We are facing issue if the image path contains (secure) https protocol .
Just an FYI …same code works fine with http protocol.
Here is a part of code:-
doc.getMailMerge().execute(new String[] {"userImage"},
new Object[] {"https://a.imeetbeta.net/san/users/000/000/032/521/user_avatar.jpg"});
// Save the document in Word format.
// }
outputStream=new java.io.ByteArrayOutputStream();
doc.save(outputStream, com.aspose.words.SaveFormat.RTF);
end = System.currentTimeMillis();
The following error we are getting:-
Error …Cannot load image from field ‘userImage’. The field contains data in unsupported format. sun.security.validator.
ValidatorException: PKIX path validation failed: java.security.cert.CertPathValidatorException: basic constraints check
failed: pathLenConstraint violated - this cert must be the last cert in the certification path
Please let me know if any thing we need to set to support https to avoid this error.
Thanks for your request. I managed to reproduce the problem on my side. Your request has been linked to the appropriate issue. You will be notified as soon as it is resolved. This issue does not occur in NET version of Aspose.Words. Once we finish synchronization Java and .NET versions of Aspose.Words, all functionality which is supported in, NET version will be supported in Java version, including the fix of this issue. Hopefully it will be somewhere at the end of this month or at the beginning of the next month. You will be notified.

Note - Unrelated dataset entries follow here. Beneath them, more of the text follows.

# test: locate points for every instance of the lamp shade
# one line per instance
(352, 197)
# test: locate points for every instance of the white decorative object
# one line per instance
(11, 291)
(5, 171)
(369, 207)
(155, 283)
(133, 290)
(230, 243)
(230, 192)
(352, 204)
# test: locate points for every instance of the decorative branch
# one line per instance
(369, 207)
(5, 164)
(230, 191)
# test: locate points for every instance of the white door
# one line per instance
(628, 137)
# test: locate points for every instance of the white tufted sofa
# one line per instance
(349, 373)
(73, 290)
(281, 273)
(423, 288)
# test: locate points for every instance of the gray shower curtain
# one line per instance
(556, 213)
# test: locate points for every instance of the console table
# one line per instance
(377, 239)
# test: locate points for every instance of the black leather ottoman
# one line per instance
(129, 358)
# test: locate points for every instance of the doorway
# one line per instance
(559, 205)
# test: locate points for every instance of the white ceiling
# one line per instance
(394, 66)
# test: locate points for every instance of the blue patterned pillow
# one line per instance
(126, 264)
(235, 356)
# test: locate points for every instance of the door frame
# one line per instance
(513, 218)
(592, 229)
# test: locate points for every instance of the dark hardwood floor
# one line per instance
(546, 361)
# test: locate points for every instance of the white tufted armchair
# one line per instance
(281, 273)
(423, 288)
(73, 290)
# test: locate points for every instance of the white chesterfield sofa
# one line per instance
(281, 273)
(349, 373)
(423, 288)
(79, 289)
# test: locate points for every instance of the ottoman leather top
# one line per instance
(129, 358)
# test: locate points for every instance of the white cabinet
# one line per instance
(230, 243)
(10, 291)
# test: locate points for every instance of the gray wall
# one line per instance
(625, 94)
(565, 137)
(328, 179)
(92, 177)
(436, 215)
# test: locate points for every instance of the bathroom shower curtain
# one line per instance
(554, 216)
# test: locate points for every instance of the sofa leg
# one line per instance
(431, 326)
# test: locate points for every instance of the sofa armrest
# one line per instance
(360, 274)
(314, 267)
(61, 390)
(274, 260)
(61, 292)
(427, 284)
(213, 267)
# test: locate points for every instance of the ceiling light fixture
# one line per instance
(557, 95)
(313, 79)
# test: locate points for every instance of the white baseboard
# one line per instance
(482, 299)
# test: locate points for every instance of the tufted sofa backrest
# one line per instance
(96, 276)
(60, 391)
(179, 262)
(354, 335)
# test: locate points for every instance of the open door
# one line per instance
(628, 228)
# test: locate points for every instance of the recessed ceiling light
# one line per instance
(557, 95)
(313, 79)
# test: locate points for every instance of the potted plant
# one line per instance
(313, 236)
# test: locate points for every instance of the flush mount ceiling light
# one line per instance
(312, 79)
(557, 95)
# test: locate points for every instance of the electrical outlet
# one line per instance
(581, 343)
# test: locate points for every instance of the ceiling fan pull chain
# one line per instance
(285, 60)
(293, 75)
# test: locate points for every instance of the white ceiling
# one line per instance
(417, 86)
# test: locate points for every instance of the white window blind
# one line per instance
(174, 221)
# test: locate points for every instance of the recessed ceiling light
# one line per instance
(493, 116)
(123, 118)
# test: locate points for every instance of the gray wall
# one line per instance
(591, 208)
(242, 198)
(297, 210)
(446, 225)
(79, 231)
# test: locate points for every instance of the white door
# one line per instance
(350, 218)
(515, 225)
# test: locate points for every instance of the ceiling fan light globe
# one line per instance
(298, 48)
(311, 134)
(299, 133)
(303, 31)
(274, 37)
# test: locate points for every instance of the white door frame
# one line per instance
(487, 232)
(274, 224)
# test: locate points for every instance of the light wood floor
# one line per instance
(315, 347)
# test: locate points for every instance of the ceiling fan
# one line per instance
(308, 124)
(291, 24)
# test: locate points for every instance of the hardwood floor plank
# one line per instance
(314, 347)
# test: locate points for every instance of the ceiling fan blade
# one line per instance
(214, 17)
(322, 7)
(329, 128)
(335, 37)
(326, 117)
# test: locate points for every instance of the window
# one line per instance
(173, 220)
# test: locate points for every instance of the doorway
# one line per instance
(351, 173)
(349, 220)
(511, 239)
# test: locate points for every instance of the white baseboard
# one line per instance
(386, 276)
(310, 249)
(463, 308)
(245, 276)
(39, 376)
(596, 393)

We are happy to inform you that the first auto-ported version of Aspose.Words for Java is ready. This version supports converting documents to PDF. You can get it from here.
I’m moving an app from Aspose.Words for Java v4.0.2 to v10.1.0. I was having a problem with converting an HTML documents with https image URLs to Word document with v4.0.2. Would this same fix likely apply to my problem?
Thanks for your request. Both issues you have reported earlier are resolved. So please try using the latest version of Aspose.Words for Java and let us know in case of any issues.
Sadly, that didn’t help. I have a simple HTML page with an https image reference and when Aspose builds a Word doc, the image is missing. Should I post stuff here or start a new post/thread?
Thank you for additional information. I suppose this is not Aspose.Words issue but permissions issue. Aspose.Words just does not have rights to download the images and that is why the problem occurs. However, since, Aspose.Words supports base64 as image source, you can create your own method to get images and replace image path in src attribute with base64 representation of the image. Here is a very simple code that demonstrates the technique:
[Test]
public void Test001()
{
// Get Html string.
string html = File.ReadAllText(@"Test001\in.html");
// Create a regular expression that will help us to find image SRCs.
Regex urlRegex = new Regex("src\\s*=\\s*[\"']+(http(s)?://([\\w-]+\\.)+[\\w-]+(/[\\w- ./?%&=]*)?)[\"']+");
// Serch for SRCs.
MatchCollection matchs = urlRegex.Matches(html);
foreach (Match match in matchs)
{
// Replace urls with embedded base64 images.
html = html.Replace(match.Groups[1].Value, GetBase64(match.Groups[1].Value));
}
// Now you can insert HTML into the document. All images are embedded into the HTML string.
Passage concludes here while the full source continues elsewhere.